The Synergy Between In Situ Gradient Polymerization and Phase Separation Enables Practical Solid‐State Ni‐Rich Lithium‐Ion Batteries
Hao Zhang, Yalan Zhang, Xiaofan Du, Xuesong Ge, Zhixiang Yuan, Shijie Zhang, Duo Wang, Zhaolin Lv, Xinhong Zhou, Jianjun Zhang, Guanglei Cui
Abstract
Abstract Solid polymer electrolytes (SPEs) have garnered significant attention due to their exceptional safety property. However, most of the previously reported SPEs cannot well match with high‐loading and high‐voltage cathodes due to their low ionic conductivity and limited anodic stability. Herein, a SPE with superior compatibility with high‐loading Ni‐rich cathodes is generated by in situ gradient polymerization of a deep eutectic electrolyte. Besides, a polymerization‐induced petaloid phase separation structure enhances interfacial ion transport, resulting in a high room temperature ionic conductivity of 1.5 × 10 −3 S cm −1 . As a result, the as‐assembled high‐loading (19.5 mg cm −2 ) NCM811||graphite full battery exhibites a high capacity retention of 85.3% after 200 cycles and outstanding rate performance (1 C).
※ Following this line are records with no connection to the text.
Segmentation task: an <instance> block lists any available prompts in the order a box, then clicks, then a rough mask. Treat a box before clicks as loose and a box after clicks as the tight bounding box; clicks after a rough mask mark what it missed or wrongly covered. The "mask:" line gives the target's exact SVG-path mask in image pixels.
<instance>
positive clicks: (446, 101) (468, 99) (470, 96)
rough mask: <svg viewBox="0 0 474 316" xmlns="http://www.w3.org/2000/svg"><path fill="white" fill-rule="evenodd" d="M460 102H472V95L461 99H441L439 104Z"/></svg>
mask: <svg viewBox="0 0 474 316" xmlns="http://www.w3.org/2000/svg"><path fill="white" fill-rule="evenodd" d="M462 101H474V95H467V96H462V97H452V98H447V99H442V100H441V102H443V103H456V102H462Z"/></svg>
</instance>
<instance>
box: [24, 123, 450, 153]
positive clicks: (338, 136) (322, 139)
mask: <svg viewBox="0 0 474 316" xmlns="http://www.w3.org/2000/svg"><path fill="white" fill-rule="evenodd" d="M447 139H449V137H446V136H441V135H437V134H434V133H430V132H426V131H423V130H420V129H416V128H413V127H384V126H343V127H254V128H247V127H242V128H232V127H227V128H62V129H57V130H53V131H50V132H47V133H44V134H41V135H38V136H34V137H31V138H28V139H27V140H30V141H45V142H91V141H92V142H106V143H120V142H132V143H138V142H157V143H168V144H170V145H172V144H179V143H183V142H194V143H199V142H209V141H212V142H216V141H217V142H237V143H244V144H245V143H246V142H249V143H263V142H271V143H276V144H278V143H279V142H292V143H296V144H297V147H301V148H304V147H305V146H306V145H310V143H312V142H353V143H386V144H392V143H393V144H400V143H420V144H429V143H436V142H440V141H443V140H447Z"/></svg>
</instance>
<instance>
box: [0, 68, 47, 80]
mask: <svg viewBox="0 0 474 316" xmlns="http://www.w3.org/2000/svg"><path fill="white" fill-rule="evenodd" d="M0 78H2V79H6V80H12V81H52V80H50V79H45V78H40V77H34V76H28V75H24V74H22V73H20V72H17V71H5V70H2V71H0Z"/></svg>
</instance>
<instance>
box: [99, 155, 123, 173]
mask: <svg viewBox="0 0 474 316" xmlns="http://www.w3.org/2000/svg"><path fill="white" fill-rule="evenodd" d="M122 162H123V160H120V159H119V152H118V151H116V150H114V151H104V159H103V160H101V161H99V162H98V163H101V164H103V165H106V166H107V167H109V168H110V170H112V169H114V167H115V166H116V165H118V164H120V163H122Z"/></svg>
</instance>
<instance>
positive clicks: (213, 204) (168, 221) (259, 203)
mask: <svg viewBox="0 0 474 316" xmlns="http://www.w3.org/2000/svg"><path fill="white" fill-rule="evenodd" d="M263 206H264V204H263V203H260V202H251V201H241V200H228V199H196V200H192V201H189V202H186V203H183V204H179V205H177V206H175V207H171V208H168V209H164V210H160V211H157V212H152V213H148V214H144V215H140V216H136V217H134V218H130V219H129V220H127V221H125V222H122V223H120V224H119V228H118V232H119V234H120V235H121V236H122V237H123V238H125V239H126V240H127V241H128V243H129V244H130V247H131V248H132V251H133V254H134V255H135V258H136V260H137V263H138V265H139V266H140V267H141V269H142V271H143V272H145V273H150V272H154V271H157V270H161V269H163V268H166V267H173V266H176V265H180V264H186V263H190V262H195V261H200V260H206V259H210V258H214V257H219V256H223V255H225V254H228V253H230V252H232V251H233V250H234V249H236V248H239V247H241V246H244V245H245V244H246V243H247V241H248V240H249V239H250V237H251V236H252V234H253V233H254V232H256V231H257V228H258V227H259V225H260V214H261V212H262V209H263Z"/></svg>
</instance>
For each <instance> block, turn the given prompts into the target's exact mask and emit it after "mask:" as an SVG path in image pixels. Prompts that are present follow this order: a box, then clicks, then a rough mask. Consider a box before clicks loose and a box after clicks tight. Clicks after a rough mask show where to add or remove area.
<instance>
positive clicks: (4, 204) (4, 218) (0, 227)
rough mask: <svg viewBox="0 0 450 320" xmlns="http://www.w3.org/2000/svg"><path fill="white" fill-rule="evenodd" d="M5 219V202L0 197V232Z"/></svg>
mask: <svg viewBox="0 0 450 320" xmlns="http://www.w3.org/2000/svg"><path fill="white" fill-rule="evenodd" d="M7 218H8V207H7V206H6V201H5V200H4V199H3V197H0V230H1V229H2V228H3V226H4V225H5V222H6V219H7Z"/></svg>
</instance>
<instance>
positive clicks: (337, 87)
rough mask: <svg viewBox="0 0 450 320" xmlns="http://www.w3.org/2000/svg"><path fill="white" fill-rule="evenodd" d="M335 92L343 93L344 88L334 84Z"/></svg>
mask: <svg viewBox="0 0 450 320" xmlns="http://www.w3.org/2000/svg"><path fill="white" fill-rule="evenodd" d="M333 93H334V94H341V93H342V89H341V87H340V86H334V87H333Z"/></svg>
Industrial 1.2 Ah NCM811||SiO x pouch cell demonstrates unprecefented energy density of 382 Wh kg −1 . Moreover, this SPE also exhibits significantly enhanced safety characteristics, delaying the onset temperature of heat release from 157 °C to 266 °C and thermal runaway temperature from 198 °C to 312 °C. This study provides a general and practical avenue to high‐energy‐density lithium‐ion batteries.